Mechanische Festigkeit: Höhere Druckfestigkeit im Vergleich zu Polyetherpolyolen, ideal für Bauplatten.
Thermische Stabilität: Geeignet für die kontinuierliche Fertigung (z. B. Sandwichpaneele mit Metallbeschichtung).
4. Gängige Arten von Polyesterpolyolen für Paneele
Aromatische Polyester: Hergestellt aus recyceltem PET (auf Terephthalatbasis) oder Phthalsäureanhydrid – kostengünstig und feuerbeständig.
Auf Pflanzenölbasis: Modifizierte Soja-/Rizinusölpolyole (nachhaltig, kann jedoch die Leistung beeinträchtigen).
Spezialmischungen: Kombiniert mit Flammschutzmitteln (z. B. Phosphor oder halogenierten Additiven).
5. Herstellungsprozess
Kontinuierliche Laminierung: Polyesterpolyol + Isocyanat + Treibmittel (z. B. Pentan, Wasser/CO₂) + Katalysatoren/Tenside werden gemischt, zwischen die Deckschichten gegossen und unter Hitze ausgehärtet.
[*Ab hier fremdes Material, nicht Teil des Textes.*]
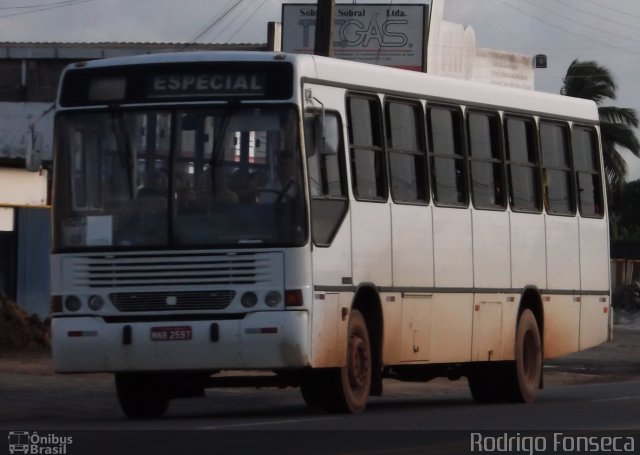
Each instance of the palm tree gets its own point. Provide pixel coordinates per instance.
(591, 81)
Serienfertigung: Für kleinere oder kundenspezifische Panels.
6. Herausforderungen
Feuchtigkeitsempfindlichkeit: Polyesterpolyole sind hygroskopisch – möglicherweise ist eine Vortrocknung erforderlich.
Kosten: Oft teurer als Polyetherpolyole, aber durch die Leistung gerechtfertigt.
7. Anwendungen über Panels hinaus
Sprühschaumisolierung, Rohrisolierung und Automobilteile.
Arbeiten Sie bei Plattenformulierungen mit Rohstofflieferanten zusammen, um die Polyolmischung für Ihre spezifischen Anforderungen (Brandschutzklasse, Dichte, Verarbeitungsmethode) zu optimieren. Es wird empfohlen, mit kleinen Chargen zu testen.